This analogy underscores the inherent challenges and complexity of the task at hand, driving the exploration of self-supervised learning techniques to bridge the gap between synthetic training data and real-world experimental data. In this section, we start to address this gap by designing a training pipeline that incorporates self-supervised learning principles to enhance the model’s robustness and generalizability.
We build upon the model presented in the previous experiment section (CNNstatic) by making targeted modifications while retaining the core model architecture, which features multiple classification heads and employs the same loss function. The primary change lies in how the data-generation pipeline is integrated into the training process.
While the Bragg peaks (both positions and integrated intensities) are still preprocessed before training, the signal-processing operations generating the full-profile diffraction patterns are now incorporated directly into the training loop as data augmentations. These operations, previously treated as fixed preprocessing steps, are dynamically applied during training. By embedding these augmentations into the training process, we simulate the variability and imperfections present in real-world diffraction patterns, allowing the model to better generalize across diverse experimental conditions. This approach emphasizes the importance of maintaining flexibility in the simulated data pipeline while aligning with the principles of self-supervised learning to enhance the model’s robustness against natural perturbations in the input data. We call this model CNNaug.
Nonetheless, we use the same testing strategies as in the previous model (CNNstatic). For the CNNaug model, the classification accuracy of the crystal system (CS), extinction group (EG), and space group (SG) on the equivariance test set is 90%, 83%, and 81%, respectively. The accuracy on the invariance test set is significantly lower, however, with 45% for CS, 35% for EG, and 28% for SG. Similarly, the results on the experimental test set remain low, with classification accuracies of 23% for CS, 16% for EG, and 13% for SG.
The results of these experiments show similar trends compared to the supervised learning model, CNNstatic, with only slight improvements in mitigating overfitting. However, this experiment establishes the groundwork for the final self-supervised learning model proposed in this paper, paving the way for a more robust approach to addressing the challenges highlighted so far.

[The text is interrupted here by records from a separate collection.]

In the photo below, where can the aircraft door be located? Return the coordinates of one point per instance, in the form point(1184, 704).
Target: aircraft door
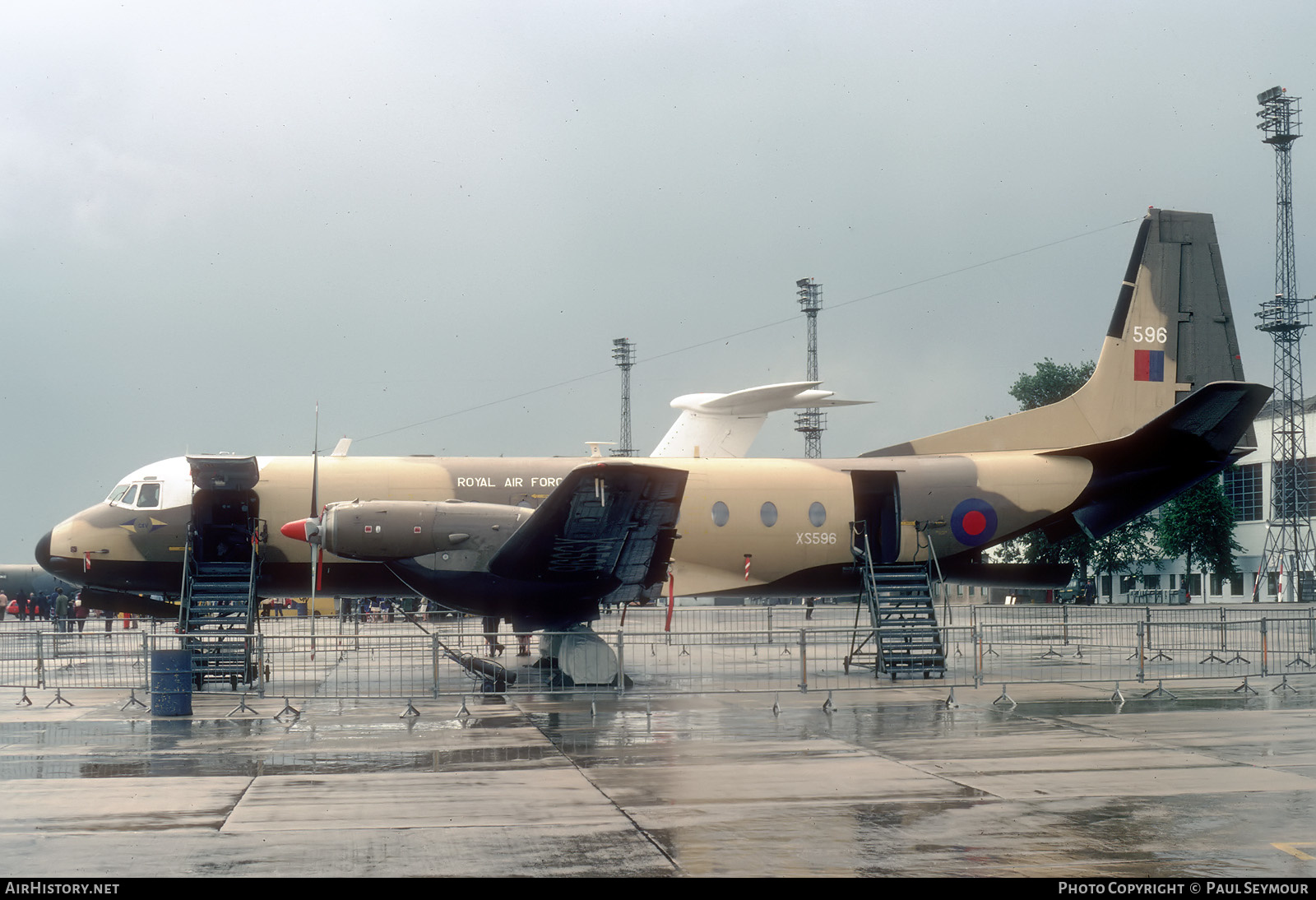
point(877, 513)
point(224, 507)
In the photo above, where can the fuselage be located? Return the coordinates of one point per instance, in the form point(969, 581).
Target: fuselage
point(748, 527)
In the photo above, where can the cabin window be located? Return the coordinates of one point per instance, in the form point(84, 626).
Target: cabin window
point(818, 515)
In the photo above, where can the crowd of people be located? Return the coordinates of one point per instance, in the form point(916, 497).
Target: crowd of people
point(67, 612)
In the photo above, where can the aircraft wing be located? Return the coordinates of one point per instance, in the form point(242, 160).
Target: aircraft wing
point(612, 518)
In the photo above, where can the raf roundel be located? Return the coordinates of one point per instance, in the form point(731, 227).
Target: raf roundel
point(973, 522)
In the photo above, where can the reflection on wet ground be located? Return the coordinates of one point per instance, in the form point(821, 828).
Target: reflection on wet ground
point(892, 782)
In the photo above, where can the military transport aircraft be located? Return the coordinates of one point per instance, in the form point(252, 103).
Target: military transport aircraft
point(1165, 410)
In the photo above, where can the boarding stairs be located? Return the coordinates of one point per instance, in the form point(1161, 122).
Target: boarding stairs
point(217, 616)
point(901, 638)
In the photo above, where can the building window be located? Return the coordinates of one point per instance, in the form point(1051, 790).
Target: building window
point(1243, 491)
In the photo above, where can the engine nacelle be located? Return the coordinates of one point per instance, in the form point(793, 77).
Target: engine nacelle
point(403, 529)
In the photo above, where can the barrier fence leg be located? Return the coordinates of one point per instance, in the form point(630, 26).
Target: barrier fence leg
point(804, 671)
point(622, 663)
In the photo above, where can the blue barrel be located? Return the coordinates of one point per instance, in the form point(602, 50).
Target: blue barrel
point(171, 682)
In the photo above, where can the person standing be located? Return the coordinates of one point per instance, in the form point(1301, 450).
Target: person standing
point(61, 610)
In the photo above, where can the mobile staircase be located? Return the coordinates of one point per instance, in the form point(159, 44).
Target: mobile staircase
point(901, 638)
point(217, 616)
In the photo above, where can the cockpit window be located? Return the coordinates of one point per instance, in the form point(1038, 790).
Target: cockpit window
point(149, 498)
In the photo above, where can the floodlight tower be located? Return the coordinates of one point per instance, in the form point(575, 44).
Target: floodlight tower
point(1290, 546)
point(624, 355)
point(811, 423)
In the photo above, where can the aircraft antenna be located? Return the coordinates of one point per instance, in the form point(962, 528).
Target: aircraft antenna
point(1290, 548)
point(811, 423)
point(624, 355)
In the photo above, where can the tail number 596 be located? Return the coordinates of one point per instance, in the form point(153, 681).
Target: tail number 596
point(1148, 335)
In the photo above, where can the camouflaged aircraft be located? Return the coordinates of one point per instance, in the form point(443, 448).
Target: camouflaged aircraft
point(544, 542)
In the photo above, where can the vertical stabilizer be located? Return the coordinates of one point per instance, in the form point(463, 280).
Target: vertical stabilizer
point(1171, 333)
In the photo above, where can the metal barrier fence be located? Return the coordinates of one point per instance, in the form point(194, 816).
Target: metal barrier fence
point(734, 649)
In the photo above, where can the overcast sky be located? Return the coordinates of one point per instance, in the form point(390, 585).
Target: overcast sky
point(434, 217)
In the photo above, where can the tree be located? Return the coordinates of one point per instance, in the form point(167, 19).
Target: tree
point(1050, 383)
point(1198, 524)
point(1127, 549)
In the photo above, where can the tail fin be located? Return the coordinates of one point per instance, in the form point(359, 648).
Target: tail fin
point(1171, 333)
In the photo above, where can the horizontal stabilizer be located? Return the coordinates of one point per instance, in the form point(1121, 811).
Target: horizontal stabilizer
point(1170, 335)
point(1188, 443)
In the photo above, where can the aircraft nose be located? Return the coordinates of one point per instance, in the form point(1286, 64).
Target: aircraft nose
point(57, 566)
point(44, 550)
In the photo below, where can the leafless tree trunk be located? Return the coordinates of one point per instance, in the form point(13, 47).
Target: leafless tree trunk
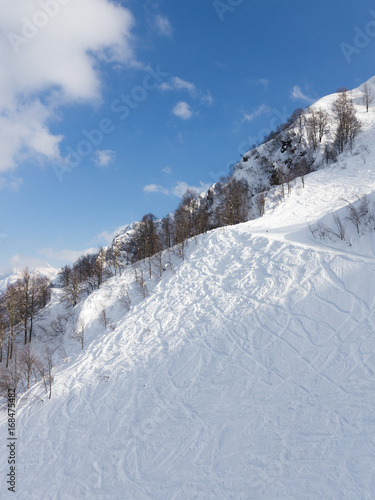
point(368, 96)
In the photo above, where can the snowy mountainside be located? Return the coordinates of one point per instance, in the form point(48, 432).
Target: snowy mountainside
point(248, 372)
point(258, 165)
point(15, 274)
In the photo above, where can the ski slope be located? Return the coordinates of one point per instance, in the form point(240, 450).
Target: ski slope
point(247, 373)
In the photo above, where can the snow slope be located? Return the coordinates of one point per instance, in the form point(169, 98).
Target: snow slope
point(247, 373)
point(15, 274)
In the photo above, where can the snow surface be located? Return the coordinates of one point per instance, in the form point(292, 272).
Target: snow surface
point(248, 372)
point(15, 274)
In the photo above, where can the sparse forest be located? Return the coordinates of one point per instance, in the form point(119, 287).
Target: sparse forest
point(228, 202)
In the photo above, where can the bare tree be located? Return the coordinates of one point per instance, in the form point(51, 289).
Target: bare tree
point(140, 281)
point(260, 202)
point(348, 125)
point(313, 129)
point(323, 122)
point(27, 362)
point(124, 299)
point(10, 377)
point(368, 96)
point(233, 202)
point(114, 255)
point(48, 358)
point(103, 317)
point(73, 291)
point(79, 333)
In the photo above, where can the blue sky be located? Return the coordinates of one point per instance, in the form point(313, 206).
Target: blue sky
point(226, 72)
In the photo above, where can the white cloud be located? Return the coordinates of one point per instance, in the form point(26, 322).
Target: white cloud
point(163, 26)
point(261, 110)
point(19, 261)
point(181, 187)
point(102, 158)
point(297, 94)
point(12, 184)
point(178, 190)
point(183, 110)
point(67, 256)
point(106, 237)
point(53, 59)
point(207, 99)
point(265, 82)
point(155, 188)
point(177, 83)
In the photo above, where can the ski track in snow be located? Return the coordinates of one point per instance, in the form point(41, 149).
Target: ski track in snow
point(248, 373)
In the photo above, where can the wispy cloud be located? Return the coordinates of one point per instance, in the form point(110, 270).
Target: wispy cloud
point(163, 26)
point(265, 82)
point(176, 83)
point(67, 256)
point(103, 158)
point(106, 237)
point(178, 190)
point(12, 184)
point(181, 187)
point(207, 99)
point(48, 69)
point(249, 117)
point(297, 94)
point(182, 110)
point(155, 188)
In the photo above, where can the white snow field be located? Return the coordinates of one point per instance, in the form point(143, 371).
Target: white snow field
point(247, 373)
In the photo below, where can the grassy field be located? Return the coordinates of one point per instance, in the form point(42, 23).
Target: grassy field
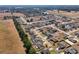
point(10, 41)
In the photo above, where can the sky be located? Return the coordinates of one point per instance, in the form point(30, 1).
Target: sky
point(39, 2)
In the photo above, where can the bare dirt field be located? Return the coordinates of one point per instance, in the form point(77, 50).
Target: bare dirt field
point(10, 42)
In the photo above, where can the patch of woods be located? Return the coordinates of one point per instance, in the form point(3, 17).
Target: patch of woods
point(24, 38)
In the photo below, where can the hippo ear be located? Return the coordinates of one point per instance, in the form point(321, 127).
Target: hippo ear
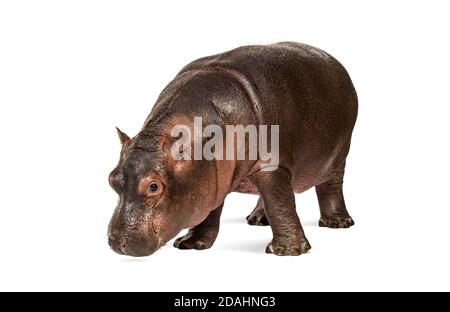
point(124, 139)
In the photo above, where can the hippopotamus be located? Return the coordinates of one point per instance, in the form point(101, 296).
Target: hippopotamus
point(301, 89)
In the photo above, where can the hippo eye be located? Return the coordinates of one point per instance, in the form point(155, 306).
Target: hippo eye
point(153, 187)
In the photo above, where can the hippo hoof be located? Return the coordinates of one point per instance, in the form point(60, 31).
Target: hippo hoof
point(288, 249)
point(336, 222)
point(191, 242)
point(257, 217)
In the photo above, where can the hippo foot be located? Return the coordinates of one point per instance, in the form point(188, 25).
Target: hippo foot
point(288, 248)
point(191, 241)
point(336, 222)
point(257, 217)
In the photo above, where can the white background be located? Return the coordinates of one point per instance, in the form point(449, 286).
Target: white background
point(70, 71)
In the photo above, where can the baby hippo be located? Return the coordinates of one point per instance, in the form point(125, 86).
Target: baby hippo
point(271, 120)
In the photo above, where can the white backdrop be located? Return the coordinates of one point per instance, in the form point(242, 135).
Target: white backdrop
point(70, 71)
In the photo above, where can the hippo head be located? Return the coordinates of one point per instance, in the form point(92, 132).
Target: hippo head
point(158, 197)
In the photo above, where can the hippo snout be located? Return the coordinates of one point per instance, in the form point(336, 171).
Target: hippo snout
point(134, 246)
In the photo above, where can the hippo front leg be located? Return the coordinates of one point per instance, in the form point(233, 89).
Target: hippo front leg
point(258, 215)
point(279, 204)
point(203, 235)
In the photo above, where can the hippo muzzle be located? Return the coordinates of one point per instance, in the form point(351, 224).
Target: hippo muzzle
point(132, 236)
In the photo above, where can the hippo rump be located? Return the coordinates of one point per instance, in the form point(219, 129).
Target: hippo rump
point(301, 89)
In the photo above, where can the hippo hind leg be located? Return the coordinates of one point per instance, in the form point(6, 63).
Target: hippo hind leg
point(203, 235)
point(258, 215)
point(333, 213)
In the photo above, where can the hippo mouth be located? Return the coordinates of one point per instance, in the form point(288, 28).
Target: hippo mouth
point(135, 246)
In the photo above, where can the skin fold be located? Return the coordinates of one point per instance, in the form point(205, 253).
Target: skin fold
point(298, 87)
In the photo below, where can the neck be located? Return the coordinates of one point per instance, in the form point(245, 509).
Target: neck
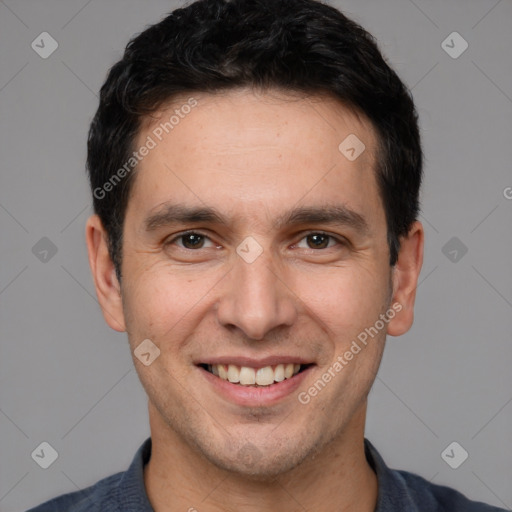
point(337, 478)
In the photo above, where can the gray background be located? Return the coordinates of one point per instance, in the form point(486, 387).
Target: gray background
point(67, 379)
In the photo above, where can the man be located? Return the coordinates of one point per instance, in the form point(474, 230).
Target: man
point(255, 168)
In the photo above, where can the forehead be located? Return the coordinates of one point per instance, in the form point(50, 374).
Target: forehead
point(244, 151)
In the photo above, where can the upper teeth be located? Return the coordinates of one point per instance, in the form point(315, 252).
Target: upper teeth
point(247, 376)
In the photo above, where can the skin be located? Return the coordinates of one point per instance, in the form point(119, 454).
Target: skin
point(254, 156)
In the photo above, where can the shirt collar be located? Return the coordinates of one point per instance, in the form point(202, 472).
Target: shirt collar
point(393, 493)
point(392, 489)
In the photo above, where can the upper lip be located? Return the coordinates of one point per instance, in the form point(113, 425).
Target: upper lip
point(253, 362)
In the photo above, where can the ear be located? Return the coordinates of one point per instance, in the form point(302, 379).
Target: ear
point(405, 279)
point(108, 289)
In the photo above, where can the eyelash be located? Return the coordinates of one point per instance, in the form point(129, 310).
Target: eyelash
point(341, 242)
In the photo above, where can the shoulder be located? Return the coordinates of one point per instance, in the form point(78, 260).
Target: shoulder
point(97, 497)
point(439, 498)
point(402, 490)
point(123, 491)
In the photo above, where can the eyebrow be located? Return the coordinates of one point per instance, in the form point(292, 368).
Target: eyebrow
point(341, 215)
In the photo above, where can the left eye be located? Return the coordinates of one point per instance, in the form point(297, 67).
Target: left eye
point(318, 241)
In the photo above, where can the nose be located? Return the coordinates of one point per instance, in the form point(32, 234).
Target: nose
point(256, 299)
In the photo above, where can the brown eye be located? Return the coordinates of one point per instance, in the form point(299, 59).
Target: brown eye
point(190, 241)
point(319, 241)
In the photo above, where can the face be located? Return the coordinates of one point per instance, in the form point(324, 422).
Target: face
point(252, 242)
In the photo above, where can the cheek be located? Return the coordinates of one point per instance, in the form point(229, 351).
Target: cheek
point(160, 301)
point(345, 300)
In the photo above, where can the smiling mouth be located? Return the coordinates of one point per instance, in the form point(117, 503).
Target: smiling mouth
point(255, 377)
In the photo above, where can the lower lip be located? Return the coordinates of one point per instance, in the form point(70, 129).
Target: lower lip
point(255, 396)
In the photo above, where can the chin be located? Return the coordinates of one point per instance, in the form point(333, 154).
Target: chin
point(260, 464)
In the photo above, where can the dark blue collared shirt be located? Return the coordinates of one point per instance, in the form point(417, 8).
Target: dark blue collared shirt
point(399, 491)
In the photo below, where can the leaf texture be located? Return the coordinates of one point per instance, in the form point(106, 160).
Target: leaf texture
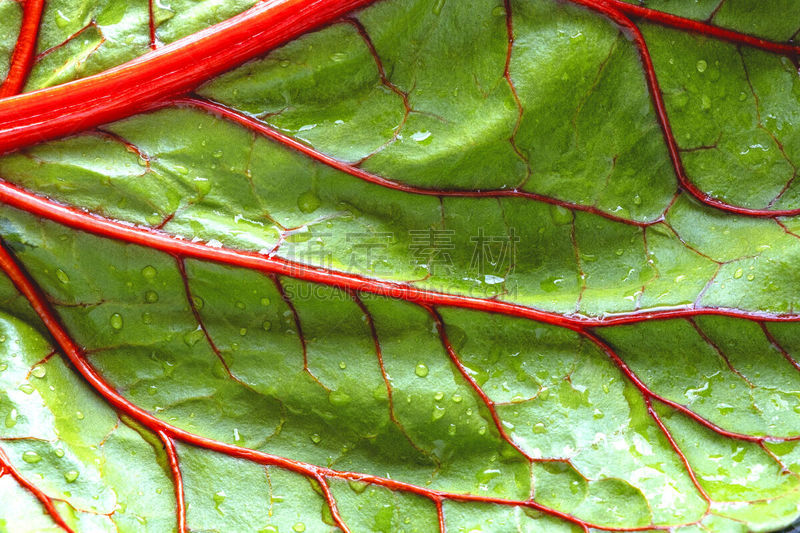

4.5. Self-Supervised Contrastive Representation Learning
In this section, we introduce a methodology that incorporates the principles of representation learning within the previously described framework of self-supervised learning and finally present our model
DIFCON. To achieve this, we modify the model architecture to include a representation-learning head (RH) positioned before the CS, EG, and SG classification heads. The RH is designed to optimize a contrastive learning objective, enabling the model to learn more robust and generalizable representations of the diffraction patterns. The fundamental idea behind using a contrastive learning [
20,
21] approach is to learn meaningful representations that model the previously discussed invariances and equivariances, by distinguishing between similar (positive) and dissimilar (negative) data samples. The central idea is to map similar inputs closer together in the learned feature space while pushing dissimilar inputs farther apart. For this application, as illustrated in
Figure 3, a positive pair consists of two simulated diffraction patterns originating from the same crystal structure but different augmentation parameters, whereas a negative pair consists of diffraction patterns corresponding to different crystal structures.
The contrastive objective function encourages the model to focus on structural features being invariant to noise, sample variations, and experimental perturbations, while simultaneously maximizing the separability of different crystal structures. This design aligns with the overarching goal of achieving both equivariance to structural differences and invariance to experimental effects, as discussed in
Section 3.
By leveraging contrastive representation learning, the RH generates embeddings that capture essential features of the input diffraction patterns, which are subsequently passed to the downstream classification heads for CS, EG, and SG predictions. This approach not only strengthens the model’s ability to generalize across simulated and real-world data but also facilitates more accurate indexing by learning a feature space that mirrors the underlying crystallographic distinctions.
We consider two distinct contrastive learning approaches for
DIFCON:
SimCLR [
20] and
Barlow Twins [
21]. Both approaches aim to learn robust representations but differ significantly in their objectives and optimization strategies.
SimCLR relies on a contrastive loss function called NT-Xent (Normalized Temperature-scaled Cross Entropy Loss). It uses positive pairs (augmented views of the same sample) and negative pairs (views of different samples) to define the loss. In the context of XRD, we adapt the SimCLR approach by using diffraction-specific augmentations, such as noise injection, random peak shifting, and impurity peak addition, to create positive pairs. Negative pairs are generated using diffraction patterns from different crystal structures.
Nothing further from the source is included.